The Broken System





On CNA Edge, we sometimes describe long-term care as a “broken system.” I’m guessing that most caregivers who have been in the business for any length of time have a general idea of what we mean by that. They nod their heads, shrug their shoulders and go back to work. It’s just the way it is.

But, really… what do we mean by “a broken system?” I think we can look at three major areas.

First, the average workload for direct care workers often makes it difficult to meet even minimum care standards. Recently, I conducted an informal poll in one of the CNA Facebook groups, asking this question: “Do you feel that your facility has enough staff working direct care to consistently meet the goals stated in the resident care plans?” About three hundred caregivers responded. Two people said “yes.” The rest gave various versions – sometimes colorful and emphatic versions – of “no.” While this was not a scientific poll in any way, it is still supportive evidence for what most caregivers take as an obvious truth.

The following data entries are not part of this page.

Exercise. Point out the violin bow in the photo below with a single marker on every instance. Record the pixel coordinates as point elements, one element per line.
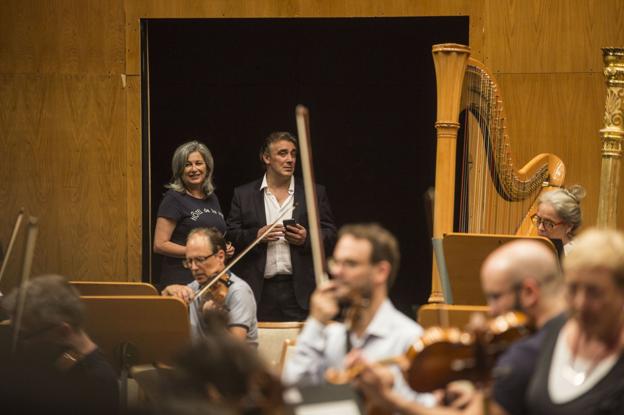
<point>29,252</point>
<point>314,224</point>
<point>242,254</point>
<point>16,228</point>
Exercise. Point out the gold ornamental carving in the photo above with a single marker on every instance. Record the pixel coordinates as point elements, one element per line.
<point>611,136</point>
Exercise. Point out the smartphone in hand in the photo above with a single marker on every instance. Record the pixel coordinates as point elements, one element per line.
<point>289,222</point>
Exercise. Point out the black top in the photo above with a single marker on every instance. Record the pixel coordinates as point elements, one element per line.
<point>515,367</point>
<point>189,213</point>
<point>605,398</point>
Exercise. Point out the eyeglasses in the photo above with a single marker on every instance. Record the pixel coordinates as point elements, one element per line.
<point>199,260</point>
<point>333,264</point>
<point>547,223</point>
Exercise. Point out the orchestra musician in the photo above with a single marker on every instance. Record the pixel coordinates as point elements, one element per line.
<point>221,375</point>
<point>521,276</point>
<point>580,369</point>
<point>57,368</point>
<point>525,276</point>
<point>205,257</point>
<point>364,266</point>
<point>559,215</point>
<point>279,270</point>
<point>189,203</point>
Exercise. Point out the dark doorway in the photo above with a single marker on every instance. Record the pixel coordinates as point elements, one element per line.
<point>369,84</point>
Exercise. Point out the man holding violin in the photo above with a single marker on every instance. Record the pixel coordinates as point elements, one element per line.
<point>205,257</point>
<point>364,265</point>
<point>519,276</point>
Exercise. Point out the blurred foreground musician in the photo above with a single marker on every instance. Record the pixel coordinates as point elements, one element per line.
<point>581,366</point>
<point>219,374</point>
<point>365,264</point>
<point>519,276</point>
<point>57,367</point>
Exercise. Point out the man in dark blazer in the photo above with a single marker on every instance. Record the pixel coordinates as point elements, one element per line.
<point>279,270</point>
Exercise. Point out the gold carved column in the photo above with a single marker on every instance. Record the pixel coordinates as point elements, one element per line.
<point>612,136</point>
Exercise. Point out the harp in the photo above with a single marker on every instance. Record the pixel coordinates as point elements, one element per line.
<point>477,187</point>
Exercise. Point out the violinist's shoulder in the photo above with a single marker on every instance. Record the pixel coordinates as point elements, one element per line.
<point>398,323</point>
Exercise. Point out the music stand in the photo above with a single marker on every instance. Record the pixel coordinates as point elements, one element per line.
<point>132,330</point>
<point>465,253</point>
<point>108,288</point>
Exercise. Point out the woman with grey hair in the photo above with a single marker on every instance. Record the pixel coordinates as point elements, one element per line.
<point>189,203</point>
<point>559,215</point>
<point>580,369</point>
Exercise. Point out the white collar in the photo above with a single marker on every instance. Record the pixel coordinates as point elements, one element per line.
<point>291,186</point>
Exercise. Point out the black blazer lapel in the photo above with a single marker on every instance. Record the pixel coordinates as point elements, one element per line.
<point>258,196</point>
<point>300,211</point>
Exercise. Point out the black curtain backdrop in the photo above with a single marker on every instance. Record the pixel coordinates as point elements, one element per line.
<point>369,84</point>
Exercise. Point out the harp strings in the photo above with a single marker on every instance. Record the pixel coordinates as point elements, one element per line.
<point>492,198</point>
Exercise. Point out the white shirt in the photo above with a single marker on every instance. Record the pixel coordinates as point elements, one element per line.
<point>571,377</point>
<point>278,252</point>
<point>319,347</point>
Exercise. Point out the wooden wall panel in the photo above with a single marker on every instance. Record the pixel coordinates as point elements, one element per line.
<point>62,36</point>
<point>66,140</point>
<point>133,191</point>
<point>546,36</point>
<point>70,134</point>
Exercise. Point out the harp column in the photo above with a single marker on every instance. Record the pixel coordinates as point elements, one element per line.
<point>450,65</point>
<point>612,136</point>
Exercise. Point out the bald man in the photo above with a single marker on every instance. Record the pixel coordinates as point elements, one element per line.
<point>523,275</point>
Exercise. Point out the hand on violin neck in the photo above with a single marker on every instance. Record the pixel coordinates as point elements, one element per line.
<point>181,291</point>
<point>323,303</point>
<point>376,382</point>
<point>296,234</point>
<point>458,394</point>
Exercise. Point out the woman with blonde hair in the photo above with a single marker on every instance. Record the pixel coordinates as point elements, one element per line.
<point>189,203</point>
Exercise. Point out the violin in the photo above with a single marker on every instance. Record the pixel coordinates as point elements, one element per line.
<point>217,290</point>
<point>218,286</point>
<point>442,355</point>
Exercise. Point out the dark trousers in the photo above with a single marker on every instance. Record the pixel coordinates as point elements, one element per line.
<point>278,301</point>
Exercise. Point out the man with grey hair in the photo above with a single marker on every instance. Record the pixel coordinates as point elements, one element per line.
<point>57,366</point>
<point>205,257</point>
<point>523,275</point>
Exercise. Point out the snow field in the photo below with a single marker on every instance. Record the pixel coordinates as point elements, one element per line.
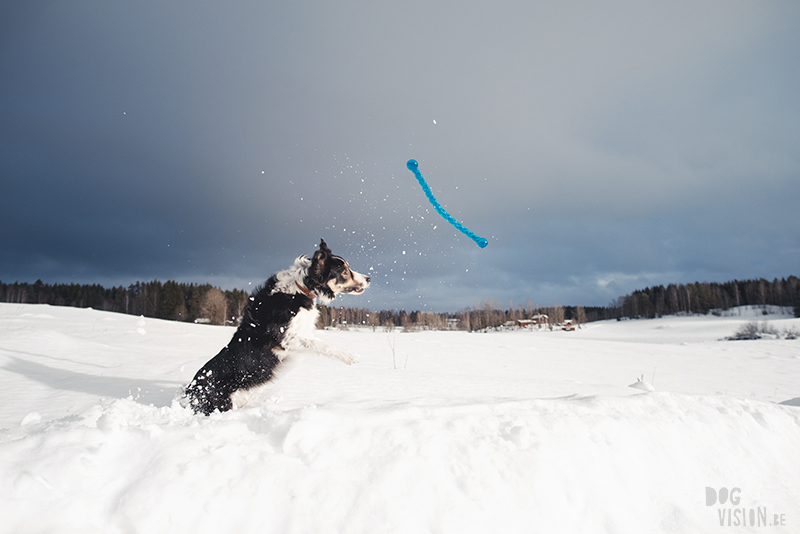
<point>506,432</point>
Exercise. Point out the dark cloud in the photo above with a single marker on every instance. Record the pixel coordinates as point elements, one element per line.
<point>599,148</point>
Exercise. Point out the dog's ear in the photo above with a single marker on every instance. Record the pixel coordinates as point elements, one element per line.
<point>320,257</point>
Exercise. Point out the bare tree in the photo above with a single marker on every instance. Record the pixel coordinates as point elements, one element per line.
<point>580,316</point>
<point>214,306</point>
<point>555,315</point>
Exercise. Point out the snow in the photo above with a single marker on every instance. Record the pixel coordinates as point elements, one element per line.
<point>495,432</point>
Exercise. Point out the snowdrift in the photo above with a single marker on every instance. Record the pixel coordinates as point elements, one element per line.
<point>506,432</point>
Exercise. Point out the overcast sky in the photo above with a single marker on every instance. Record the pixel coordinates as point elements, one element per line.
<point>600,147</point>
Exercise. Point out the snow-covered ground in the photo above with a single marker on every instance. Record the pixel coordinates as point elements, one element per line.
<point>453,432</point>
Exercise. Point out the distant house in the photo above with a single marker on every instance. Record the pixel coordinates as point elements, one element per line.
<point>536,320</point>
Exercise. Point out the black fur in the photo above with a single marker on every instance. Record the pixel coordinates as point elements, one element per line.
<point>250,359</point>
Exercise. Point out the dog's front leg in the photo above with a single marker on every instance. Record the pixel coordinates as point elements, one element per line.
<point>320,347</point>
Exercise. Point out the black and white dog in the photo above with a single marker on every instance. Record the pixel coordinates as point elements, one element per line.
<point>279,319</point>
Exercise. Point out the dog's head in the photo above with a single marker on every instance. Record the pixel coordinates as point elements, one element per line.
<point>330,275</point>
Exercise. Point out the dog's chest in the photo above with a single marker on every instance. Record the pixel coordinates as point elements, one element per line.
<point>302,326</point>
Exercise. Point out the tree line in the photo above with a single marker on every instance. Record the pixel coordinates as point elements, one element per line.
<point>168,300</point>
<point>204,303</point>
<point>703,297</point>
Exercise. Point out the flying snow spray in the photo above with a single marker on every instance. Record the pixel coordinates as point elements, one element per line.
<point>413,167</point>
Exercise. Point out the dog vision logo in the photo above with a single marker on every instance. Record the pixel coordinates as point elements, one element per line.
<point>730,514</point>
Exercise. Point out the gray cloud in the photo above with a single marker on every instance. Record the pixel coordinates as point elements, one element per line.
<point>600,148</point>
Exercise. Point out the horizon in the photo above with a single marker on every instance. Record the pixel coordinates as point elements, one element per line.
<point>599,148</point>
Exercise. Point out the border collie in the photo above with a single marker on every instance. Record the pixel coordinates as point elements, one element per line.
<point>279,319</point>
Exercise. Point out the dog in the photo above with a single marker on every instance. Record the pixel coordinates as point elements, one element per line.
<point>279,319</point>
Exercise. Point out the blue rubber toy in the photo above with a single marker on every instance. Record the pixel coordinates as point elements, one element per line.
<point>413,166</point>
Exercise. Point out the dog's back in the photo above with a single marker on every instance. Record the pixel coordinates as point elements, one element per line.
<point>250,358</point>
<point>280,318</point>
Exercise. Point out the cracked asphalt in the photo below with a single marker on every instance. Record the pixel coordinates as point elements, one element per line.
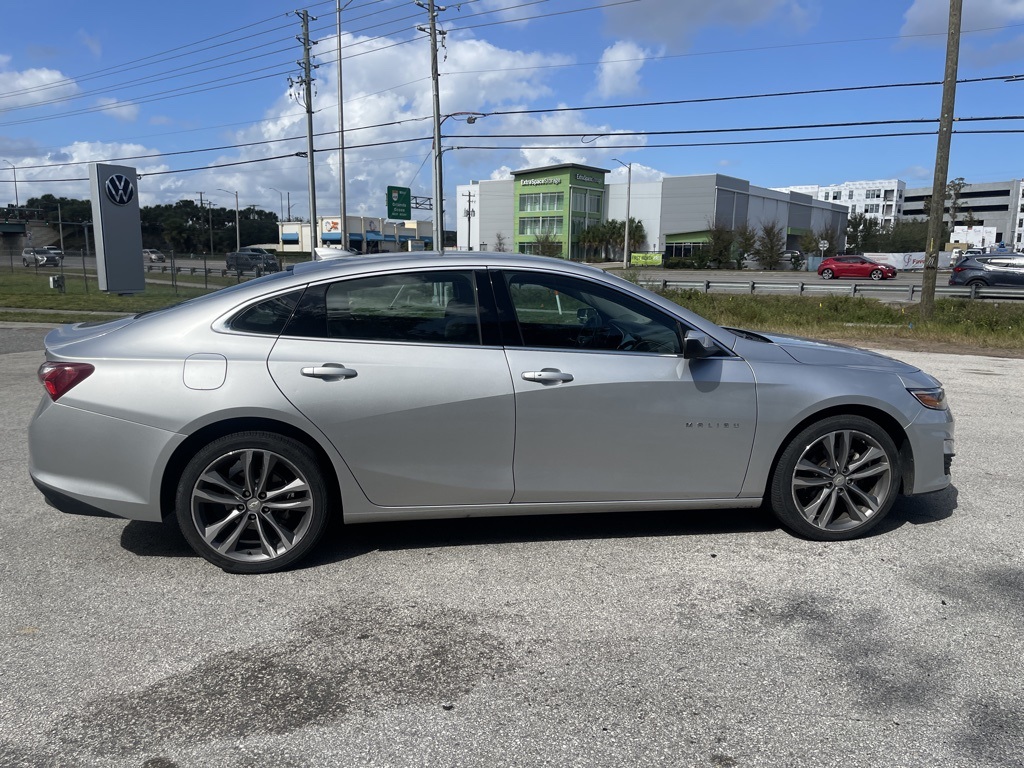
<point>694,639</point>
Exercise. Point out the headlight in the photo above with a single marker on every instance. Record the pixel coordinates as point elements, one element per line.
<point>934,398</point>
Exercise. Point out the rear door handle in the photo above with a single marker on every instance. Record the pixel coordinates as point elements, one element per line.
<point>547,376</point>
<point>329,371</point>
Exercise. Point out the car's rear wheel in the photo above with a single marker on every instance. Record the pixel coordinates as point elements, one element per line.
<point>837,479</point>
<point>252,502</point>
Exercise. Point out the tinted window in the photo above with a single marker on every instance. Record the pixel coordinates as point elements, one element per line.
<point>565,312</point>
<point>268,316</point>
<point>430,306</point>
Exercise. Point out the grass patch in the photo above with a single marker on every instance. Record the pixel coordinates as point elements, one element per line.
<point>31,290</point>
<point>954,323</point>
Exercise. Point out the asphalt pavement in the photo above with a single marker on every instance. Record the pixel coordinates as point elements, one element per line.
<point>694,639</point>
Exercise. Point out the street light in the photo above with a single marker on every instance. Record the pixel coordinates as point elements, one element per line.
<point>238,229</point>
<point>469,117</point>
<point>282,195</point>
<point>629,186</point>
<point>14,169</point>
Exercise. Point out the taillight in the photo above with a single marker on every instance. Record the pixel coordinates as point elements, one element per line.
<point>58,378</point>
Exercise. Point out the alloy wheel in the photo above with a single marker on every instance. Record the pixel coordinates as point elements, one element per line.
<point>842,480</point>
<point>252,506</point>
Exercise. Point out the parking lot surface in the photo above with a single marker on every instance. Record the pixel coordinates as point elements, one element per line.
<point>693,639</point>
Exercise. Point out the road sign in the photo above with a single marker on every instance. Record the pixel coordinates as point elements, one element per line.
<point>399,203</point>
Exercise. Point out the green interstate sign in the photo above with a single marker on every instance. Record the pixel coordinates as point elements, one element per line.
<point>645,259</point>
<point>399,203</point>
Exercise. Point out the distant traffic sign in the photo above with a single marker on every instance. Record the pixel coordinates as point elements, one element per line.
<point>399,203</point>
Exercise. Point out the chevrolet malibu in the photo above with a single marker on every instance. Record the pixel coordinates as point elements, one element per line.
<point>430,386</point>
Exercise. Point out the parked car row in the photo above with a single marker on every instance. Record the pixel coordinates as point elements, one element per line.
<point>50,256</point>
<point>252,258</point>
<point>992,269</point>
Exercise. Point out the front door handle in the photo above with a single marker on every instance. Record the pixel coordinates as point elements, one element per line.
<point>547,376</point>
<point>329,371</point>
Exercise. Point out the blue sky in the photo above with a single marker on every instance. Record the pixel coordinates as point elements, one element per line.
<point>98,81</point>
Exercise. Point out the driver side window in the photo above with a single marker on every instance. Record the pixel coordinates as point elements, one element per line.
<point>571,313</point>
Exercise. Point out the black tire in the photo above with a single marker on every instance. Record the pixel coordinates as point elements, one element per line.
<point>819,498</point>
<point>252,502</point>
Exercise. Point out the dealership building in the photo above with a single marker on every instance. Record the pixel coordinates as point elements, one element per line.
<point>557,203</point>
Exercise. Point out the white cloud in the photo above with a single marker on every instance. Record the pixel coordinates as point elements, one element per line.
<point>619,73</point>
<point>932,16</point>
<point>674,22</point>
<point>32,87</point>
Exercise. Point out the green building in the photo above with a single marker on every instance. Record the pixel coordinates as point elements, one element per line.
<point>553,205</point>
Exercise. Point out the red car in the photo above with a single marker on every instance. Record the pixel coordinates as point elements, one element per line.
<point>854,266</point>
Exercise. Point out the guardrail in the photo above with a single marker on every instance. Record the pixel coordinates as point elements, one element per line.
<point>176,269</point>
<point>896,293</point>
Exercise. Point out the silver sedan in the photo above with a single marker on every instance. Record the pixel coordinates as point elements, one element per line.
<point>429,386</point>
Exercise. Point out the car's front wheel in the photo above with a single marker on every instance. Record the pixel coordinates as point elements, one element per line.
<point>252,502</point>
<point>837,479</point>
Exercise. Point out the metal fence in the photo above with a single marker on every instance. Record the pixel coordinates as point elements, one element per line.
<point>888,292</point>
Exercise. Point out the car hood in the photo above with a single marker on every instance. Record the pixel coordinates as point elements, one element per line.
<point>812,352</point>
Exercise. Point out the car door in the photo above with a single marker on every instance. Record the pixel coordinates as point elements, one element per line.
<point>392,370</point>
<point>606,407</point>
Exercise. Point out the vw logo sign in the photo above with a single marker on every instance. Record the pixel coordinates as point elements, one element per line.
<point>120,189</point>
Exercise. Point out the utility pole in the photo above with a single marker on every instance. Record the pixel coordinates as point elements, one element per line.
<point>306,96</point>
<point>469,220</point>
<point>432,11</point>
<point>341,137</point>
<point>941,161</point>
<point>238,222</point>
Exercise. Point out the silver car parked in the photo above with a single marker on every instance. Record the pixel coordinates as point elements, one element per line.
<point>426,386</point>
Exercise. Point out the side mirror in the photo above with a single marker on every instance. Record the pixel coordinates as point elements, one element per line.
<point>697,345</point>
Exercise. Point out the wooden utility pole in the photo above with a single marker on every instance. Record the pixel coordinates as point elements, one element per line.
<point>941,162</point>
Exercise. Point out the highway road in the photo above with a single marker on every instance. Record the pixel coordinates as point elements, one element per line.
<point>699,639</point>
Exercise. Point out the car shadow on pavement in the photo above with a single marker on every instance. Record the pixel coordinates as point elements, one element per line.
<point>345,542</point>
<point>353,541</point>
<point>920,510</point>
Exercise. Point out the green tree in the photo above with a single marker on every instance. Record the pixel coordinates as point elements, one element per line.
<point>954,189</point>
<point>719,247</point>
<point>771,244</point>
<point>745,244</point>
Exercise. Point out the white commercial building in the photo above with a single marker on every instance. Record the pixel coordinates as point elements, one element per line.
<point>881,199</point>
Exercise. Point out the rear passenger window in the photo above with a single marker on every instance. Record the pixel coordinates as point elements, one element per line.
<point>268,316</point>
<point>435,307</point>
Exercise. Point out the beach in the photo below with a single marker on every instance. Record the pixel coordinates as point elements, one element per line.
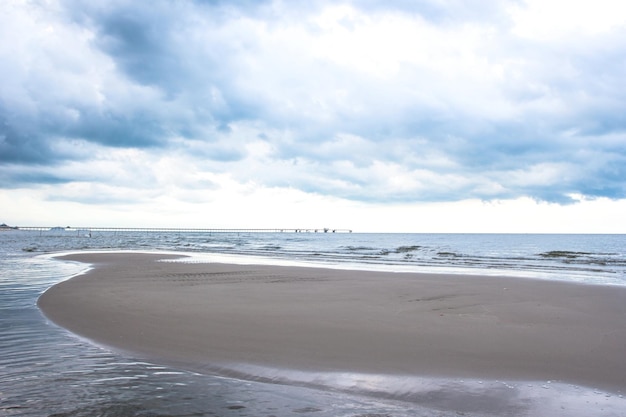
<point>208,316</point>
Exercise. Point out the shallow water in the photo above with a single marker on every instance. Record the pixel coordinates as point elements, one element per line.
<point>46,371</point>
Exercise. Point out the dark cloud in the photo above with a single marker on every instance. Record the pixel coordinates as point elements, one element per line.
<point>499,116</point>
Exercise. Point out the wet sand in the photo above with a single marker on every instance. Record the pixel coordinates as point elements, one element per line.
<point>209,315</point>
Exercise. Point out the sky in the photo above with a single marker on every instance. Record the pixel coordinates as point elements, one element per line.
<point>375,116</point>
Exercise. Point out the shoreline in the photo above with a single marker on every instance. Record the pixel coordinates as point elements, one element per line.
<point>330,320</point>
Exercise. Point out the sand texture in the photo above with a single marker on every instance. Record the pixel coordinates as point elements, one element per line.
<point>205,314</point>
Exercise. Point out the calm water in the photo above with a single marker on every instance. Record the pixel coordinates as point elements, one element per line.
<point>45,371</point>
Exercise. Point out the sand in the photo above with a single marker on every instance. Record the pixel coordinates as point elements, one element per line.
<point>211,315</point>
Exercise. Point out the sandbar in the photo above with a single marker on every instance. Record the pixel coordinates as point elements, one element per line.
<point>203,315</point>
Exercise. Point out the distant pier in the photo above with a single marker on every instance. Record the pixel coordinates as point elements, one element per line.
<point>81,231</point>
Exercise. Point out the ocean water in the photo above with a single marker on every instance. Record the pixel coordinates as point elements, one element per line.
<point>46,371</point>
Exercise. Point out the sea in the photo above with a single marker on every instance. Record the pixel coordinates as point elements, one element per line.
<point>47,371</point>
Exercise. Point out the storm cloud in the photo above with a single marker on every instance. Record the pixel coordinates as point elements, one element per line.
<point>365,100</point>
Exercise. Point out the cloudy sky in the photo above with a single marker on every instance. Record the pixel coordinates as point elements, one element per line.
<point>425,115</point>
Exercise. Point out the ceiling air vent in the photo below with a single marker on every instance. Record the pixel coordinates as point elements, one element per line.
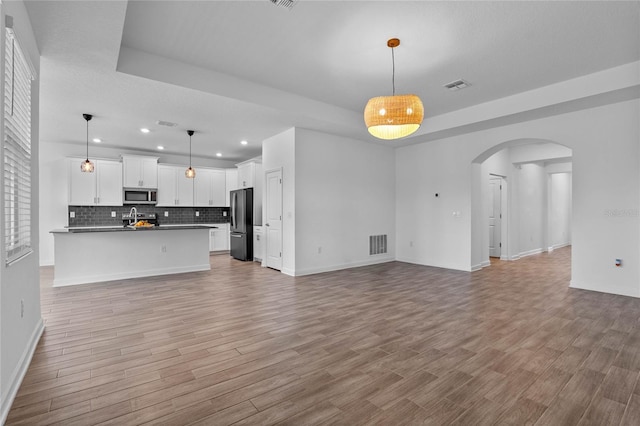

Second, despite some efforts to integrate caregivers into the decision making process, long-term care still relies heavily on hierarchical relationships. However one wants to sugarcoat it, caregivers remain on the bottom of the pyramid. While there is nothing wrong with this traditional organizational model per se, in long-term care it fails in one significant respect: it does not address the deep communication gap that exists between those who set the parameters of care on one side and those who are expected to work within those parameters on the other. On the other side of the gap, the primary focus is on words and the manner in which words are used for professional and public consumption. On the caregiver side, it’s about action. It’s about how one interacts with a resident physically and emotionally within the context of care. The higher up you go in a hierarchy, the further those in authority are removed from that context and upward communication loses its meaning. In effect, we maintain two parallel realities with each having its own set of priorities.

Third, whether it’s a matter of maintaining a well-organized routine, fiscal constraints or legal considerations, the needs of the facility all too often trump the needs of those who live there. While large organizations are able to centralize services and provide an efficient way of utilizing resources, this comes at the price of limiting flexibility. When facilities discourage workers to proceed according to their own discretion and do not trust their ability to apply common sense and act according to the spirit of the rules rather than to their letter, the needs and desires of individual residents are often considered unreasonable or simply neglected. The purpose of a long-term care facility is to return as much as is reasonably possible to a resident’s life what disease and circumstance have taken away. In the name of efficiency, we routinely work against that purpose.

To be sure, all these areas have improved over the course of the last 30 years. We’re getting better at it, but the progress has been uneven and there is no doubt that there is still a long way to go. The question becomes, where are we going? That is, from a caregiver’s perspective what does a system that’s not broken actually look like?

I’ll give you my take on that in my post next Friday.

2 thoughts on “The Broken System

  1. Carolyn

    Thank you for writing this blog. I love reading it everyday as it reminds me why I do what I do. I am a former CNA. I worked home care, long term care and then acute care. I then went to nursing school and completed a PhD to do research to improve not just the quality of care in long term care but the quality of the system (i.e. work environment, culture). I am currentlly doing a study interviewing CNAs in nursing homes about their experiences at work with bullying, culture, patient care… essentially about what makes the system broken and how to fix it. It has me wanting to design a new care delivery system in nursing homes and research its effectiveness. First change in this new system would be more staff/smaller patient ratios. And in this new care delilvery system the CNA would have more role autonomy – like a care liason – responsible for direct care but also they will use their valuable intimate knowledge about the residents likes, dislikes, needs and goals to contribute to the care planning with other members of the team (RNs, LPNs, PT, etc) then have a role in monitoring progress on the care plan. The idea would be to make the relationships among the healthcare team more reciprocal than hierarchical. I am curious to read others ideas about what a ‘not broken system’ would be. I may incorporate some of them into my new-care-delivery-system-model-in-progress.

    1. Yang Post author

      Thank you for your interest in the blog, Carolyn. I’m curious about how your approach would differ from Greenhouse Project homes. I think it’s a good model, but I’m wondering how much of it could be successfully applied to larger facilities. In any case, whatever the approach, lower ratios have to be part of the solution.